The desktop and mobile browsers in macOS and iOS are gaining the capability to sandbox cookies and other local state in a new manner. When a website loads script or other resources from a third-party domain, cookies that are set by those resources might now be "sandboxed" such that they are unique and isolated to that one website. For example, an advertising network attempting to track the user via cookies would no longer be able to do so, as each website using that advertising network would appear as if it was potentially a new browser.

Not all domains are sandboxed in this way. Individual user behavior is used to determine whether the user has an active relationship with the third party, and a third party which the user interacts with may still have a single global version of state.

As user authentication is normally tracked through such cookies, that means each separate service requesting authentication may not appear to your identity provider as if it's a new browser. The heuristics and behavior of this functionality are still potentially fluctuating during beta, so further discussion of this topic will have to wait until iOS 11 is released.


Impact to Native Applications

Starting in iOS 11, cookies and other state are no longer shared between an application and the system browser when using SVC. Instead, each application has its own persistent cookie store.

This change allows protocols like OpenID Connect and SAML to continue to function, but impacts the ability to do SSO. Since each application has its own separate cookie store, each will look as if it potentially is hosted on a different mobile device. The resulting user experience is impacted for many applications, as users will need to re-enter their credentials once per application. For sites with longer-lived authentication sessions and sophisticated user behavior analytics, this may cause significant problems.

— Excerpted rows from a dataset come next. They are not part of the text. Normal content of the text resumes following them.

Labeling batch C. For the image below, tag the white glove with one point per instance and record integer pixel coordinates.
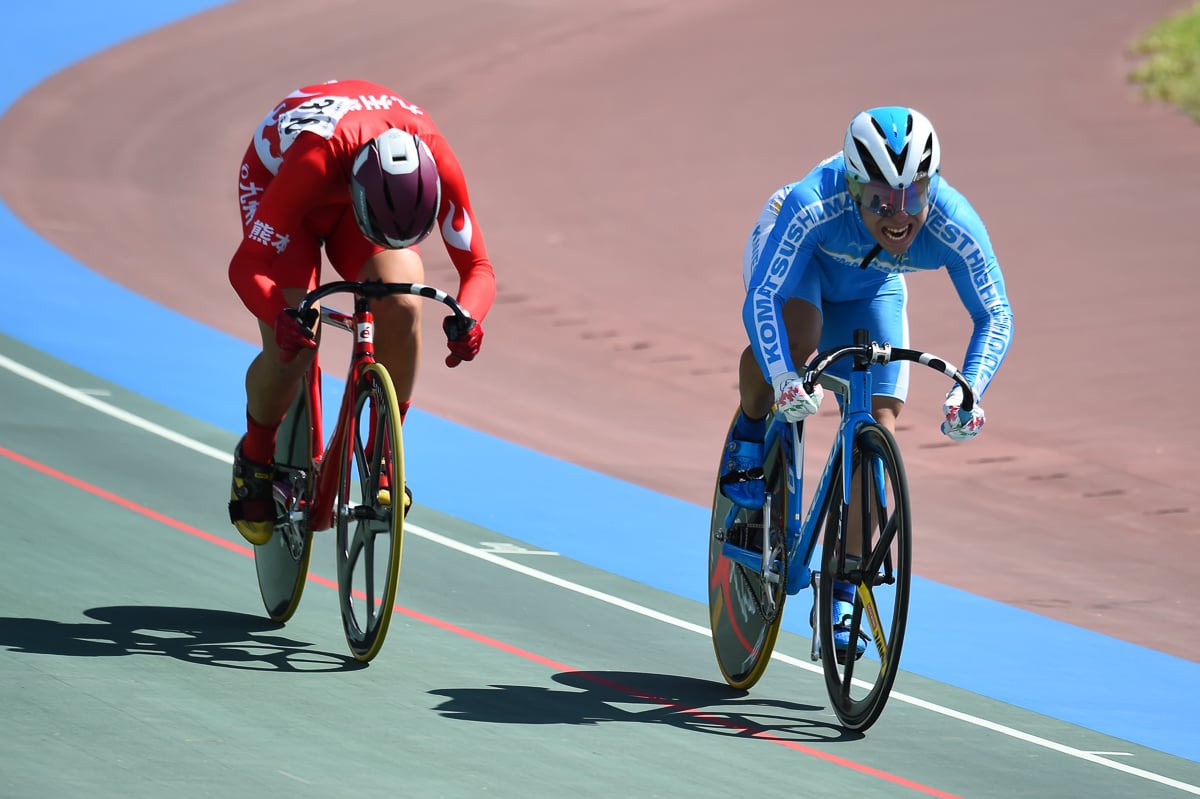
(791, 398)
(954, 427)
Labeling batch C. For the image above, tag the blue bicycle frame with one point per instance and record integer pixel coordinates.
(801, 536)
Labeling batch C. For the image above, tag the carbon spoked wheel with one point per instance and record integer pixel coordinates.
(370, 529)
(282, 563)
(880, 521)
(745, 612)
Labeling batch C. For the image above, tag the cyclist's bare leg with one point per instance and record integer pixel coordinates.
(397, 318)
(270, 383)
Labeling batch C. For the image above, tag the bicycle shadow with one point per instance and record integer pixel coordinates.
(198, 636)
(684, 702)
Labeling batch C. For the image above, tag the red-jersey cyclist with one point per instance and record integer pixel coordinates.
(353, 168)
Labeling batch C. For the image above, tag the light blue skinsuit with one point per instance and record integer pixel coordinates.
(810, 242)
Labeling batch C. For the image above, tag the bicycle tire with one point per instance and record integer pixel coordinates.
(859, 686)
(743, 634)
(367, 588)
(282, 563)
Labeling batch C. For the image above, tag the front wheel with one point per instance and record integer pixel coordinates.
(370, 514)
(867, 552)
(745, 608)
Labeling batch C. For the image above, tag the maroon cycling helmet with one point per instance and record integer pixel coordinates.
(395, 190)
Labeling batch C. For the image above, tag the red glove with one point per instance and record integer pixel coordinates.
(462, 340)
(293, 334)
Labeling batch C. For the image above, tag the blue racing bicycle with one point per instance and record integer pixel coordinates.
(760, 557)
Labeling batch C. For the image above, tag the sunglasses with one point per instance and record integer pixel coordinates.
(883, 200)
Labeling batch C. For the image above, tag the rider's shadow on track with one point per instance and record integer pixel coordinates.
(683, 702)
(195, 635)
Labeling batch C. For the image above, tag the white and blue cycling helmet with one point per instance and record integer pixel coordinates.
(894, 144)
(892, 160)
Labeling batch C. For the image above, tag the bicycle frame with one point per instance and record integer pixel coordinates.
(802, 534)
(361, 324)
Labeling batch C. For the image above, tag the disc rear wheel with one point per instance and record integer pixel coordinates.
(871, 553)
(371, 514)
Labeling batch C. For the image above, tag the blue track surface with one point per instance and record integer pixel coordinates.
(1020, 658)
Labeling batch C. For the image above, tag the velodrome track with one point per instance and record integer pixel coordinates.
(138, 664)
(100, 560)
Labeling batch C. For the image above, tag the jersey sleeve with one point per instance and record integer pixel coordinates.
(981, 287)
(463, 238)
(306, 174)
(779, 253)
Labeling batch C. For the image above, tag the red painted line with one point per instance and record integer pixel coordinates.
(748, 730)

The initial iOS 11 beta had no obvious alternatives available, which initiated concerns about the negative user experience and security impacts. However, iOS 11 beta 3 added an entirely new mechanism to help with this authentication state issue, named SFAuthenticationSession. This interface is a close cousin of SFSafariViewController, with an even more limited interface and a new consent requirement.


If the user consents to letting the application use a third-party service for signing in, the system will provide a UI for the user with access to system cookies. This user experience behaves similarly to SVC in iOS 10, but now with user knowledge and consent.

The following table is meant to illustrate the various integration alternatives available across iOS releases and their exposed system features:


Mobile Safari appears to be an attractive option with full exposure and great backward compatibility, but historically applications which have attempted to use this integration have had issues during the App Store review process.


Analysis

In the future, the best practice recommendations are likely to become:

  • If the device is running iOS 11, use SFAuthenticationSession.
  • If the device is running iOS 9 or 10, use SFSafariViewController.
  • If the device is running iOS 8 or earlier (and your application needs to support those users), open the authentication pages in Mobile Safari.

There are still known issues with the current beta implementation of SFAuthenticationSession which would prevent it being a clear-cut recommendation for apps supporting iOS 11. These issues will hopefully be resolved before the production release of iOS 11:

  • The consent process appears to be meant to prompt once per IDP and application. However, it is currently prompting the user for consent on each and every use of SFAuthenticationSession.
  • There appear to be edge cases around creating new cookies within the system cookie store.


Conclusion

If you've written an application which relies on a library like AppAuth, support for the upcoming changes should only require compiling against a newer version. Initial support for the new SFAuthenticationSession mechanism has already been added to an iOS 11-specific branch.

If your application does not rely on a library meeting best practices, this may be a good time to evaluate whether AppAuth is appropriate for your application.

As always, testing under iOS 11 betas and reporting encountered issues to Apple will help your users have a smooth upgrade experience to the final release.